Inevitably, a few French citizens are wary of commercialization. While she doesn't believe the Golden Arches will invade the royal park, Isabelle Pepin, an archaeologist who grew up in Versailles, fears the estate may suffer from littering if food outlets are opened. She also worries that "we're going toward a standard of fat Americans who always need to eat. It's important to preserve the quaint and seclusive charm of the park," she says.
FONDNESS. But Astier doesn't concern himself with such remarks. On a winter afternoon, he gazes out the window of the chateau, which glistens in a cold rain. Tourists hurry through the gate and over the wet cobblestones. "We are not EuroDisney," he says. "[Our goal] is not to squeeze money out of every possible thing." Maybe not, but Astier doesn't seem to overlook much. Versailles has even hired fund-raising companies in the U.S. and Japan to generate $167 million in restoration money. Many wealthy Japanese have become Francophiles and are big buyers of French art and real estate. Americans, too, tend to have a fond feeling for Versailles, where treaties ending the American Revolution and World War I were signed.

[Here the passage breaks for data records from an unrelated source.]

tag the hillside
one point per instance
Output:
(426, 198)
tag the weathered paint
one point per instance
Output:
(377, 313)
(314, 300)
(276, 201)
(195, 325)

For their part, tourists accept that Versailles' heritage must be sold to raise money for restoration. Francois-Xavier Chateau, an interior decorator from Paris, on his 20th visit to Versailles stands on a damp path, dwarfed by marble statues wrapped in green covers for the winter. Shouting to be heard above the noise of chain saws cutting down dead chestnut trees and tractors plowing the Tapis Vert, the central lawn of the Royal Alley, he says he is pleased that Versailles will return to its "original perfectness." But Chateau is sorry that perfection will require funds from outsiders. Versailles "is a French heritage. French people should pay for it. I'm ready to pay extra taxes to take care of Versailles."
The comment would delight Louis XIV. He commissioned Versailles to be the biggest castle in the kingdom. In 1662, he moved in, and his descendants lived here until the French Revolution. Later, Napoleon Bonaparte turned the Queen's room into his quarters. In 1837, Versailles became a museum.
Last year, some 10 million visitors came through the ornate iron gates (almost as many as visited Disneyland Paris) to gawk at the French Classical rooms and roam 80 hectares of formal gardens with dozens of fountains. But visitors often get a decidedly unroyal welcome--they line up for hours in the rain or under the blazing sun during the peak season just to buy tickets.
So under Astier, perhaps for the first time in Versailles history, there is concern for the well-being of the common man. Versailles wants to become tourist-friendly by 2002, and it will open an extensive welcome area in a former military hospital. The center will include shops, a post office, ticket booths, and food outlets, all aimed at generating additional revenue. Versailles also will try to increase visitors' spending by offering tours of areas that are now off-limits and by promoting services such as boat rides. Tours are being redesigned to avoid bottlenecks in narrow halls and doorways and to allow more visitors. And Versailles plans to sell home-grown produce and honey from Marie-Antoinette's farm, which was restored in 1993.
Once the welcome center is open, Versailles will be able to accommodate even more visitors. They may pretend they are walking the cobblestones with the Sun King or sitting with Woodrow Wilson as he signs the Treaty of Versailles. A lucky handful may even be allowed to dress the part.